Puis reprenant son sérieux :

— Vous vous sentez seul.

La raideur dans la nuque d’Héphastos l’informa de la véracité de son hypothèse.

— Personne pour vous épauler ou alors trop peu. Au moins, mon équipage ne change guère : je connais mes compagnons, leurs aspirations, l’histoire qui les a menés sur mon navire. Pensez-vous en dire autant ?

— Chacun engage sa propre responsabilité. Je me moque de qui ils sont tant que le boulot est fait.

— Ainsi, vous acceptez les assassins, les violeurs…

— Certainement pas ! Vous disiez voir clair dans mon jeu alors que vous auriez dû deviner que jamais je n’ai autorisé de tels comportements.

— Vous, non mais vous êtes incapable d’interdire le mensonge.

Il a raison, concéda le capitaine excédé. Héphastos les acceptait sur son bâtiment d’os et tant qu’ils ne s’écartaient pas du droit chemin de l’honneur et du travail à son service, il ne s’intéressait guère plus à eux. Pour le pirate c’était une autre affaire.

— Je me souviendrais de vos conseils.

— Il ne s’agit pas seulement de se souvenir mais de les appliquer. J’étais comme vous, jadis : aveugle mais une femme que je pensais douce et gentille, adorée de tous m’a ouvert les yeux. Avant de fuir, elle était nourrice et pour une raison que j’ignore, elle a massacré quatre fillettes pour les servir en dîner à leur père. Que dîtes-vous de ça ?

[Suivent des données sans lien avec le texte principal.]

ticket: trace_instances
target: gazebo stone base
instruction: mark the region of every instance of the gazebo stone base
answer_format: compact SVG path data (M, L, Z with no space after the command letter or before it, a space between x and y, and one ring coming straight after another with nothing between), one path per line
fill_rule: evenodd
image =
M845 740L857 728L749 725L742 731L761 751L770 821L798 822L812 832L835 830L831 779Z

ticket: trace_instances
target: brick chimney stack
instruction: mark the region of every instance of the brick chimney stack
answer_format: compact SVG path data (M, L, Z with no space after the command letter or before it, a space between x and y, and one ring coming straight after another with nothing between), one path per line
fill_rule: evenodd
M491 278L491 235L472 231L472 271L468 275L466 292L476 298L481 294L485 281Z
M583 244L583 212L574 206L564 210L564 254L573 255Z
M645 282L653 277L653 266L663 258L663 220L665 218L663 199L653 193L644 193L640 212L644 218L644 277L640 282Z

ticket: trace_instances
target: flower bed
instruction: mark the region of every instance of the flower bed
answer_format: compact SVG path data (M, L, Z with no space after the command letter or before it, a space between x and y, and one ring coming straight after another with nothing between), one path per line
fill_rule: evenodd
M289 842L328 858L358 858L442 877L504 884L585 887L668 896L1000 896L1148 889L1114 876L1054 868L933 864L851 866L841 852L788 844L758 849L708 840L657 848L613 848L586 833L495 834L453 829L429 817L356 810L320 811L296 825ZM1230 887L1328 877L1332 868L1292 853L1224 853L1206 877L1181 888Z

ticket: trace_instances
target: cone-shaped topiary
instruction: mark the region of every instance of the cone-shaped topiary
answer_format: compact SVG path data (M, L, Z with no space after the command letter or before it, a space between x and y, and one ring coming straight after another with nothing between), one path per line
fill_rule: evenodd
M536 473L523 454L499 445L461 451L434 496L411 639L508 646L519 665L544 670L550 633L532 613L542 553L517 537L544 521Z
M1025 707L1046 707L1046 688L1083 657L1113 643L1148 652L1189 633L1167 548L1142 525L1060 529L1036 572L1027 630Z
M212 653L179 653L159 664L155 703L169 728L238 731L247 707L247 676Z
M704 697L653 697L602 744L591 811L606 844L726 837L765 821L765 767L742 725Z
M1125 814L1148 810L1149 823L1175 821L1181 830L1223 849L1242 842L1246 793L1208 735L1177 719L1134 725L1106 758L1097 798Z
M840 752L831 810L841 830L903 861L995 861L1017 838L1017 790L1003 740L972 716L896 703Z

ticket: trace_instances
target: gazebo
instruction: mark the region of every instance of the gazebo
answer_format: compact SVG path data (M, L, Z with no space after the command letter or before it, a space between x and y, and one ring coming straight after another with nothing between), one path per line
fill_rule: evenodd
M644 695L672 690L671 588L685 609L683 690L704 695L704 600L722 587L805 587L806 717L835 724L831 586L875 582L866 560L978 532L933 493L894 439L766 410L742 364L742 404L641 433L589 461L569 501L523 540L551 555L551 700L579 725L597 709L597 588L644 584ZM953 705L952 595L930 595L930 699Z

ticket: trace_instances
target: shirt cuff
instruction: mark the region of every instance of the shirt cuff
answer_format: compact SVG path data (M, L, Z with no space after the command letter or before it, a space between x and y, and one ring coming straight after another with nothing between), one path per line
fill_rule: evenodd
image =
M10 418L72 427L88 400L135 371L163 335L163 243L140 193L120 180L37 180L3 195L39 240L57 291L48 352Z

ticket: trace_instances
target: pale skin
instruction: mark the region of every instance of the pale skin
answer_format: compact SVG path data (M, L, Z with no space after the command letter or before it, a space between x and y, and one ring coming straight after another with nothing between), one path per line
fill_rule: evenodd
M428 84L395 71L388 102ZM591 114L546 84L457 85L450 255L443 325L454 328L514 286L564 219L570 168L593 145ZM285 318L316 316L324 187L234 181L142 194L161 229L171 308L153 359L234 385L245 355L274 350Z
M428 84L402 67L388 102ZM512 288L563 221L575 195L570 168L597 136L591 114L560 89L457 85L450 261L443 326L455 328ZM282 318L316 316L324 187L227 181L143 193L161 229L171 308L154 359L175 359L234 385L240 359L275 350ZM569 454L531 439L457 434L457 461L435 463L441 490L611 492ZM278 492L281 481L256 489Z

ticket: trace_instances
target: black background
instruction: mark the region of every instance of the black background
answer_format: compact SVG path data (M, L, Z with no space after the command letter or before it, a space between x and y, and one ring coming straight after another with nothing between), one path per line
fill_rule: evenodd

— Que voulez-vous que je dise ?

— Que vous êtes un charlatan. Et que vous m’appréciez.

Il ne savait à laquelle de ces accusations moufeter ; le pirate ne lui en laissa guère le temps.

— Je vous provoque depuis quelques minutes et vous ne réagissez pas, que dois-je en conclure ?

— Ce que vous souhaitez.

Les jambes du pirate retombèrent, ses épaules s’affaissèrent mais son sourire en coin demeura.

— D’accord, j’abandonne !

— Enfin !

Héphastos se redressa, frotta ses paumes de satisfaction et tira la chaise face à Philaë.

— Etes-vous enfin épuisée ? S’enquit le corsaire. Voilà un jeu dans lequel vous avez foncé tête baissée, tel le stupide pirate esclave de ses désirs que vous êtes ; moi, j’ai choisi d’être le serviteur de causes plus importantes que votre stupide vie.

Surpris, Philaë ne rétorqua pas et la lueur d’intérêt dans ses yeux s’intensifia.

— Dîtes m’en plus sur la piraterie.

Si Héphastos arborait de l’or dans sa bouche, un anneau perçait le lobe de Philaë.

— Que comptez-vous me faire si je refuse de répondre ? Me suspendre au mât en attendant que les mouettes me déchiquètent ?

— Votre couteau est dans ma veste.

Ses fossettes creusèrent ses joues.

— Je n’ai rien à vous dire.

Loin d’être impressionnée par la désinvolture du contrebandier, Héphastos approcha sa chaise d’un mouvement vif. Les planches grincèrent sous son poids. Avec son visage sévère et toute trace d’amusement disparu, il espéra se montrer plus menaçant que Philaë ne le pensait.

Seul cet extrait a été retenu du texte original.